Restricted activity is common among community-living older persons, but its prognostic significance is not known. We performed a prospective cohort study to evaluate the association between the occurrence of restricted activity and functional decline over an 18-month period.
We studied 680 community-living persons, 70 years or older, who were categorized into 3 groups according to their risk for disability (low, intermediate, or high) in activities of daily living (ADL). Participants were subsequently followed up with monthly telephone interviews to ascertain the occurrence of restricted activity, defined as having stayed in bed for at least half a day and/or having cut down on their usual activities due to an illness, injury, or other problem in the past month. Functional decline was defined as an increase in ADL disability scores between the baseline and 18-month follow-up assessments, which were completed in the home.

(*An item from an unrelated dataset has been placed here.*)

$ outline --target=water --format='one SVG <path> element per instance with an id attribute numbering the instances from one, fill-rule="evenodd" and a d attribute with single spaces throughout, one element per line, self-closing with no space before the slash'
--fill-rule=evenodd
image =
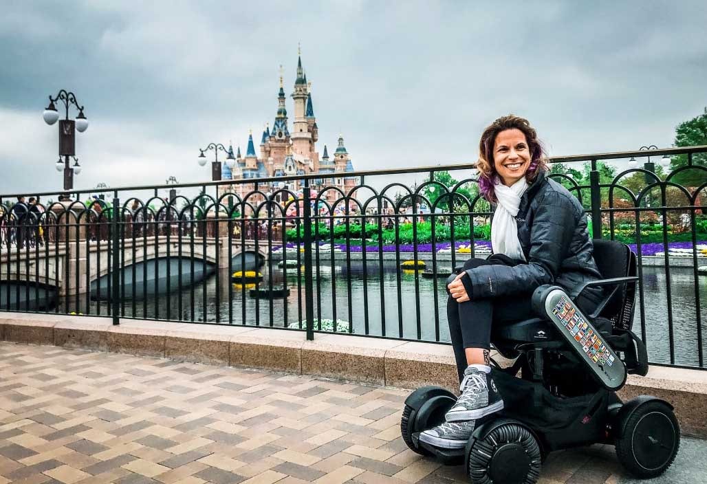
<path id="1" fill-rule="evenodd" d="M 416 277 L 413 271 L 399 271 L 394 261 L 384 261 L 382 268 L 377 260 L 366 261 L 365 268 L 362 261 L 351 261 L 349 265 L 346 261 L 334 261 L 333 264 L 332 266 L 332 263 L 325 261 L 318 271 L 315 268 L 315 318 L 339 320 L 339 331 L 347 331 L 350 321 L 356 334 L 449 341 L 444 278 L 428 279 L 423 278 L 421 273 Z M 255 287 L 254 285 L 232 284 L 228 271 L 222 270 L 218 277 L 211 277 L 193 289 L 136 301 L 134 312 L 132 302 L 125 302 L 122 312 L 127 317 L 135 314 L 136 317 L 149 319 L 257 324 L 274 327 L 282 327 L 286 321 L 288 327 L 303 328 L 303 323 L 300 322 L 304 321 L 305 315 L 303 267 L 299 273 L 297 268 L 287 268 L 285 274 L 282 269 L 274 267 L 271 276 L 267 266 L 261 271 L 264 275 L 259 283 L 261 288 L 269 287 L 271 283 L 281 287 L 283 281 L 286 281 L 291 289 L 286 305 L 281 297 L 274 300 L 251 297 L 249 290 Z M 641 335 L 642 301 L 649 359 L 651 362 L 670 363 L 671 344 L 665 269 L 645 266 L 643 272 L 643 294 L 639 293 L 636 298 L 633 331 L 639 336 Z M 707 312 L 707 276 L 699 276 L 699 283 L 703 320 Z M 697 365 L 698 324 L 692 269 L 670 268 L 670 290 L 674 363 Z M 62 302 L 62 308 L 66 307 L 63 300 Z M 88 302 L 85 297 L 79 298 L 78 304 L 78 312 L 107 312 L 105 303 L 99 308 L 95 302 Z M 76 311 L 74 297 L 69 301 L 68 307 L 69 311 Z"/>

After adjusting for the baseline risk of disability and other covariates, the disability score at 18 months increased (ie, worsened) by 11.2% (95% confidence interval [CI], 7.0%-15.6%) for each additional month with restricted activity. The association between restricted activity and functional decline differed significantly by risk group (P<.001). For the low- and intermediate-risk groups, the adjusted disability scores increased by 18.7% (95% CI, 10.3%-27.8%) and 7.5% (95% CI, 2.7%-12.5%), respectively, for each additional month with restricted activity. There was no association between restricted activity and functional decline in the high-risk group, as evidenced by a nonsignificant increase in the adjusted disability score of 2.7% (95% CI, −6.6% to 12.9%).
For older persons who are not otherwise at high risk for ADL disability, restricted activity is an important predictor of functional decline and not just a benign feature of old age.